Tang dynasty Chinese classical gardens, or scholar’s gardens (wenren yuan), were (as in England) inspired by Chinese poetry and painting. The poet-painter Wang Wei (701-761) created twenty small landscape scenes within his garden, wrote a poem for each and commissioned an artist to paint scenes of each on the walls.
The most famous existing garden from the Ming Dynasty is the Humble Administrator’s Garden. It was by a minor government administrator who retired and devoted himself to his garden. Walls are used to organise routes and separate scenic elements, water is a central feature and there are many pavilions, tablets, stelae, and partitioned spaces for rock gardens, bonsai, etc. To explore is an adventure, especially getting there as soon as it opens, so it is just you and the gardeners for half an hour or so.

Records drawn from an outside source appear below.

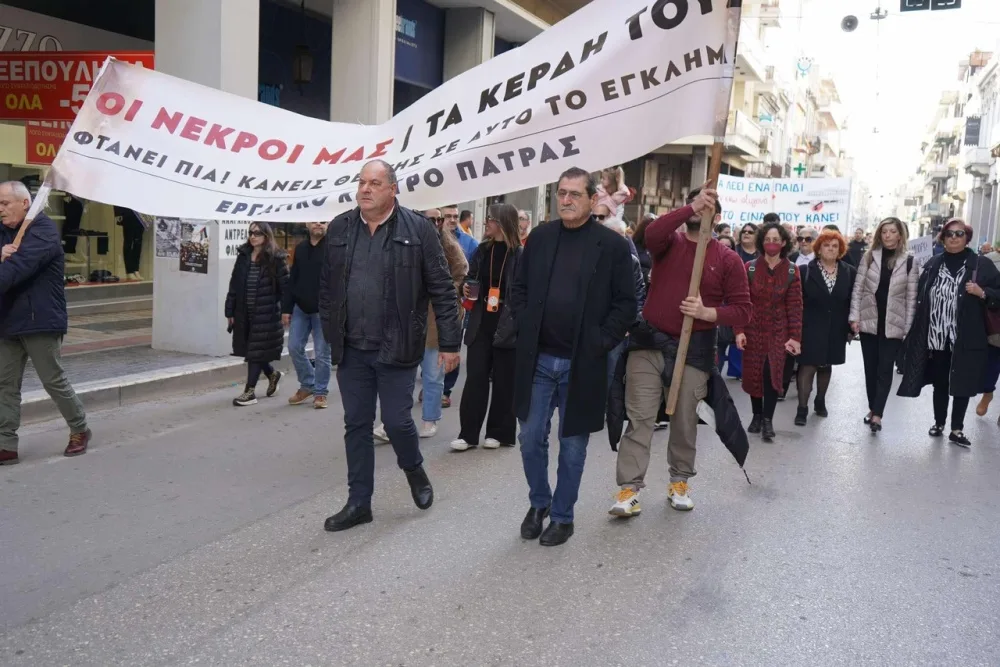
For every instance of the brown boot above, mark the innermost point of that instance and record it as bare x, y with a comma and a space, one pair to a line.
78, 443
984, 404
299, 397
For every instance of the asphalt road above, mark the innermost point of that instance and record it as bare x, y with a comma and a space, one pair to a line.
192, 533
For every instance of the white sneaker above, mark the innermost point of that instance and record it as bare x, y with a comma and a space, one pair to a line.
626, 503
459, 445
679, 499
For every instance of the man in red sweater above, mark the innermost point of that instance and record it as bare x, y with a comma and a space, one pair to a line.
724, 299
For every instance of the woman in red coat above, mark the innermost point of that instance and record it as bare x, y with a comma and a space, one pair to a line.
775, 331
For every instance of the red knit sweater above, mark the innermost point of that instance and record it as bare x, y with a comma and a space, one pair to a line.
723, 284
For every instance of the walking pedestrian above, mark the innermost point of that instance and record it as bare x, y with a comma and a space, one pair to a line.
253, 309
489, 365
993, 372
431, 371
947, 346
856, 248
384, 264
882, 308
827, 286
747, 242
300, 313
573, 300
723, 299
33, 320
774, 334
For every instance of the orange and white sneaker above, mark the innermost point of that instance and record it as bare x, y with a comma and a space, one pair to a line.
626, 503
679, 498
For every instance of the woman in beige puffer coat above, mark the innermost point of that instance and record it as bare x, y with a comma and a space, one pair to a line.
882, 309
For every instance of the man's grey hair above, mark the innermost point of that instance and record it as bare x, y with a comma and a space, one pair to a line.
615, 224
18, 189
390, 171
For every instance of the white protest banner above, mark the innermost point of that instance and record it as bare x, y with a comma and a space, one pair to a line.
815, 202
921, 248
613, 81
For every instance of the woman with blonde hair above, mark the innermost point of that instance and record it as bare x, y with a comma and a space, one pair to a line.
882, 308
612, 192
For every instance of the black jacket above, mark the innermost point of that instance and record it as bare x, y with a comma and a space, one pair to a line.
32, 295
506, 333
303, 279
825, 315
258, 335
969, 356
607, 306
416, 274
701, 355
855, 251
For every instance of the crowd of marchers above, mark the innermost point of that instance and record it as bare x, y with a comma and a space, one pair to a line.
581, 318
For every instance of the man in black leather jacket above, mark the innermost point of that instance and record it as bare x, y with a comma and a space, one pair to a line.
383, 264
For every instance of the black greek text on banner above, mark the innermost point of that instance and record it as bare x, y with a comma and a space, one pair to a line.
611, 82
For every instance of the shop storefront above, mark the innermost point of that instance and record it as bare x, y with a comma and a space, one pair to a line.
103, 245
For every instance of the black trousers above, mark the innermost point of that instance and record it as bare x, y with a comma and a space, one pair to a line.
363, 382
879, 354
481, 362
764, 406
254, 370
940, 373
132, 246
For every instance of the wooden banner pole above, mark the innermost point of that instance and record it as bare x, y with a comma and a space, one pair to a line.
704, 235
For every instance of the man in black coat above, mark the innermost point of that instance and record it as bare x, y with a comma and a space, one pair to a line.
33, 320
383, 265
573, 300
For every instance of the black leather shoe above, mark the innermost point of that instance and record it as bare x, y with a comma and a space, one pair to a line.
556, 534
420, 487
531, 527
349, 517
766, 430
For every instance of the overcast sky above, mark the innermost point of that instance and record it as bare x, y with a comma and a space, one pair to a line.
910, 59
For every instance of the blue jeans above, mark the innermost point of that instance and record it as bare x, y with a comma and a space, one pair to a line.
432, 382
363, 383
312, 379
549, 390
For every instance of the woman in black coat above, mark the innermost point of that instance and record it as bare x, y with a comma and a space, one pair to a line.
947, 345
489, 381
827, 285
253, 308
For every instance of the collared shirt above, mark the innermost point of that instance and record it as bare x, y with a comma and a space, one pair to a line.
366, 287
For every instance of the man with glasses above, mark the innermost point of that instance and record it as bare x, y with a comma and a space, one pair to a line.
573, 299
806, 237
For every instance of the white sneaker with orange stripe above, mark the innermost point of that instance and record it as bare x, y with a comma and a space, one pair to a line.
626, 503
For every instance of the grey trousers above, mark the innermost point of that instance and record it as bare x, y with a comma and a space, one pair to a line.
44, 352
643, 392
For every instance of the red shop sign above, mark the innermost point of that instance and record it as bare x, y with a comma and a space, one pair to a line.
42, 140
52, 85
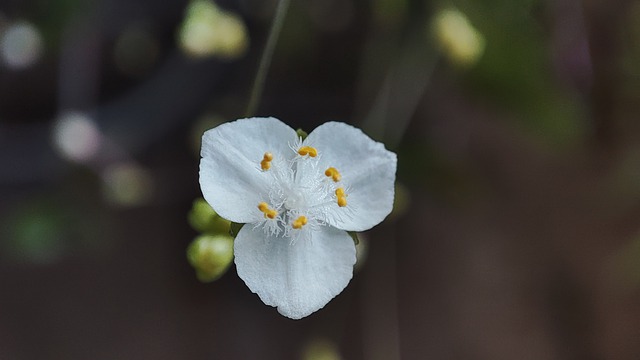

“The Chinese garden can never be completely surveyed from a certain point. It consists of more or less isolated sections which must be discovered gradually and enjoyed as the beholder continues his stroll: he must follow the paths wander through tunnels ponder the water, reach a pavilion from which a fascinating view unfolds. He is led on into a composition that is never completely revealed.” Osvald Siren
The Chinese aesthetic was to be close to nature, and this was achieved through spontaneity (tzu-jan) and sincerity (chen). Natural spontaneity in landscape design was seen in garden rocks eroded by water, whose creation was bay nature therefore both spontaneous and embodying naturalness.
Shakkei (borrowed view, jiejing) refers to the exploitation of scenery external to a garden’s physical boundaries, either immediately outside or at a distance, for the purposes of visually enlarging the garden’s scale and enhancing its aesthetic appeal. Buddhists also exploited this aesthetic device to illustrate the interconnectedness of all things in the world: everything, they believed, was part of a larger continuum. Here the garden frames views of the surrounding mountains and a famous aspect of a distant pagoda.